The rising cities of the Gulf region and arenas of conflict in the Middle East are captivating subjects of media coverage. Both in terms of their content and through their manipulative aesthetic, the often extreme images from these areas shape our western view of the region. Twelve artists counter this flood of images with more diverse artistic practices that reflect on social conditions. Some of these artists ‒ Ahmed Mater, Hazem Harb, and Nasser Al Salem ‒ are for the first time introduced to the German and Munich public.
The exhibition title refers to the concept of “grounding” in communication theory, which posits that communication partners share common knowledge, which allows for dialog to be successful. The artists’ cross-media works put this knowledge to the test. Ultra-modern urban construction and mass demonstrations are subjects that point to global aspiration and tradition. There is a notable broadening of artistic image-making to reflect on overriding themes such as space itself and the characteristics and possibilities of public space. Conceptual works go beyond a documentary approach and reveal social structures oscillating between West and East, sensing a cultural continuity under the surface of new urban phenomena such as Dubai or Abu Dhabi. The change in this region can also be seen as a global realignment.
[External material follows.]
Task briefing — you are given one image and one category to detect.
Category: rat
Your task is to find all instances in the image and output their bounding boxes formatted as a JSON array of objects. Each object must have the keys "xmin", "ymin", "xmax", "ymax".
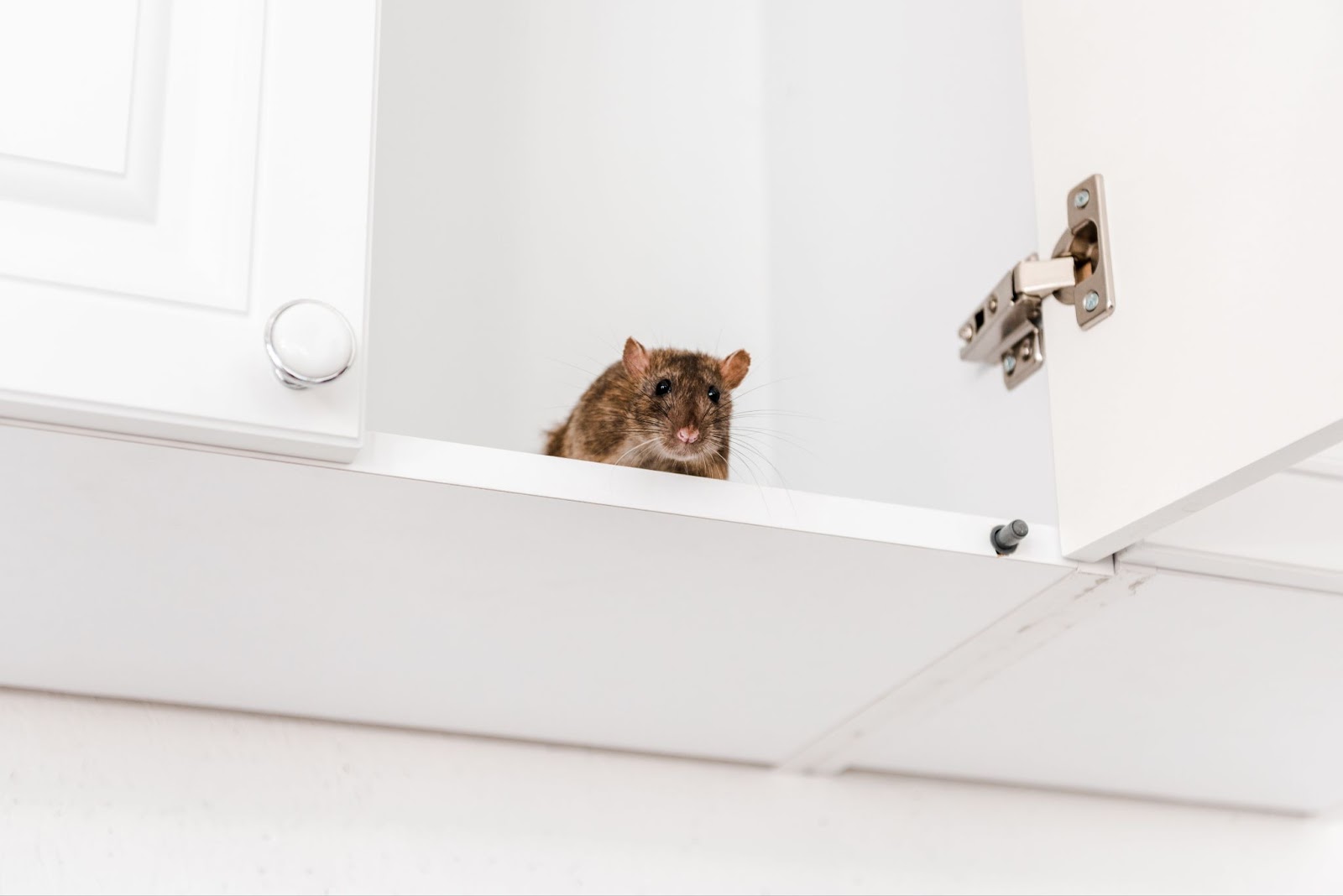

The collecting and archiving of objects, which gain in value due to personal selection and presentation, makes for a subjectively structured and at times also biographical narrative style, thereby reflecting and condensing collective historiography. The artists included in the exhibition conceive of themselves as scholarly and searching; in their works they collect, archive and research imagery that, as material appropriated from others, reveals stories which lie underneath the surface of known historiography. They have adopted a view from the outside, which allows them to subject their own experiences to scrutiny and to process such analytical reflections in artistic terms.